Maj. Gen. David M. Rodriguez, commander of the 82nd Airborne Division, said military leaders expect an increase in all kinds of attacks as the weather gets warmer.
"We're expecting an increase in the suicide bombers and some of the other tactics that they have believed are successful," he said. "So we expect to see that as well as the normal stand off type attacks and harassing kind of attacks on Afghan government officials, Afghan nationals, security forces, as well as coalition forces."
Rodriguez, who takes command from Maj. Gen. Benjamin Freakley on Friday, traveled to the eastern province of Paktika next to the Pakistan border on Monday to be briefed by military leaders and the provincial governor.
Paktika Gov. Mohammed Akram Akhpelwak told Rodriguez that Taliban militants have bases across the border in Pakistan and that he hopes U.S. forces can help stop the flow of fighters crossing into Paktika.
"If we just focus on one side of the border, we won't be successful," Akhpelwak told U.S. leaders.
Rodriguez called the border situation "harmful" to both Afghanistan and Pakistan.
"We will continue to strengthen the security on the border, which is an important issue because of all the infiltration that occurs," Rodriguez told the governor.
The Taliban last year launched a record number of attacks, and some 4,000 people, most of them militants, died in insurgency-related violence, according to a tally by The Associated Press based on reports from Afghan, NATO and coalition officials.
Suicide attacks in 2006 totaled 139, up from 27 in 2005, according to U.S. military numbers.

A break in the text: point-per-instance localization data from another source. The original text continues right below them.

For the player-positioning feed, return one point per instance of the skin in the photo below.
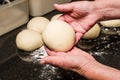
(82, 15)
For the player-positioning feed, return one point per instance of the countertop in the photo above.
(13, 68)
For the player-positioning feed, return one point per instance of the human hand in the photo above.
(80, 15)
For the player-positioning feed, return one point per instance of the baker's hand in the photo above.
(75, 59)
(80, 15)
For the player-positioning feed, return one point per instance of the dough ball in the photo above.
(55, 17)
(29, 40)
(111, 23)
(59, 36)
(38, 24)
(92, 33)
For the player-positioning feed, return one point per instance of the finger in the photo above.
(77, 27)
(54, 53)
(64, 7)
(78, 36)
(53, 60)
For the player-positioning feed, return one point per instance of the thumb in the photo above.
(64, 7)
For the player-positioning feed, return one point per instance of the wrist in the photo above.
(97, 71)
(107, 9)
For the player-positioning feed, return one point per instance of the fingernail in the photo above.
(42, 62)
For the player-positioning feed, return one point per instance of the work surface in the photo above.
(106, 51)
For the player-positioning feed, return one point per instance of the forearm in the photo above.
(97, 71)
(107, 9)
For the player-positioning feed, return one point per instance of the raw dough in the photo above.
(55, 17)
(92, 33)
(37, 24)
(59, 36)
(29, 40)
(111, 23)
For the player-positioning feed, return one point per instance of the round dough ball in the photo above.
(38, 24)
(92, 33)
(29, 40)
(59, 36)
(111, 23)
(55, 17)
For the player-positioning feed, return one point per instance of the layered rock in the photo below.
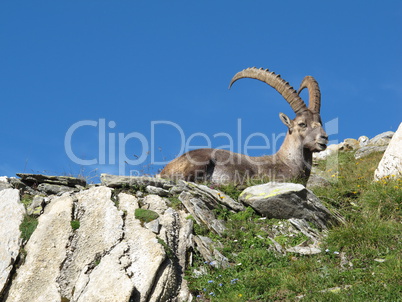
(288, 200)
(92, 245)
(391, 162)
(11, 215)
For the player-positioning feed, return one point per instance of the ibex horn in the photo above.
(276, 82)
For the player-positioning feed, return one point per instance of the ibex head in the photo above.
(293, 160)
(306, 127)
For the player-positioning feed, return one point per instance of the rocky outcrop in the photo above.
(130, 241)
(286, 201)
(391, 162)
(363, 146)
(11, 215)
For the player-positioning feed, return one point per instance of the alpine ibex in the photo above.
(293, 161)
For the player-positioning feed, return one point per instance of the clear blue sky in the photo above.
(128, 80)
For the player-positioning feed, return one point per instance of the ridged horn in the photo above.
(276, 82)
(314, 103)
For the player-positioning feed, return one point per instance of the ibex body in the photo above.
(293, 161)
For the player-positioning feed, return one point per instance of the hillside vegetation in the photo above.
(360, 260)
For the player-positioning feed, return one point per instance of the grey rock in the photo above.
(46, 251)
(37, 179)
(208, 250)
(381, 139)
(176, 232)
(201, 213)
(288, 200)
(12, 213)
(153, 226)
(51, 189)
(213, 198)
(155, 203)
(4, 184)
(363, 141)
(101, 228)
(317, 181)
(157, 191)
(37, 206)
(391, 162)
(350, 144)
(367, 150)
(115, 181)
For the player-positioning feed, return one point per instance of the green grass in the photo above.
(145, 215)
(28, 226)
(361, 260)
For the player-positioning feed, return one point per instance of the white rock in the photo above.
(46, 250)
(11, 215)
(363, 140)
(156, 203)
(381, 139)
(101, 228)
(391, 162)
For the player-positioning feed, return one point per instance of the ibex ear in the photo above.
(286, 120)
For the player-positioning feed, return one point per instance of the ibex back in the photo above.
(293, 161)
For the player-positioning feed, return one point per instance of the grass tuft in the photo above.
(360, 260)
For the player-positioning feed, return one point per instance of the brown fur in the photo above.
(293, 161)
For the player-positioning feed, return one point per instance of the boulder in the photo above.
(4, 184)
(51, 189)
(155, 203)
(213, 198)
(350, 144)
(208, 250)
(116, 181)
(158, 191)
(382, 139)
(288, 200)
(12, 213)
(202, 214)
(317, 181)
(363, 140)
(367, 150)
(31, 179)
(46, 251)
(391, 162)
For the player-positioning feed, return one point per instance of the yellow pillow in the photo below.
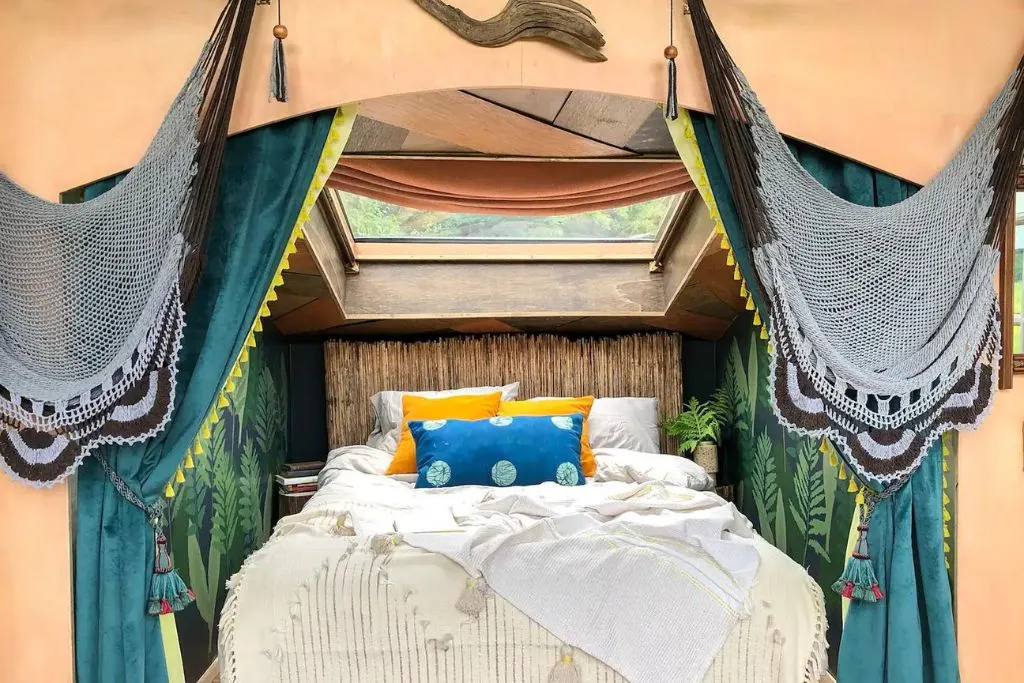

NATO has said suicide attacks last year killed 206 Afghan civilians, 54 Afghan security personnel and 18 soldiers from NATO's International Security Assistance Force.
Lt. Col. David Accetta, a U.S. military spokesman, said militants would launch more suicide attacks "because nothing else they've tried works."
President Hamid Karzai renewed his call Monday for talks with the Taliban and other groups battling his government.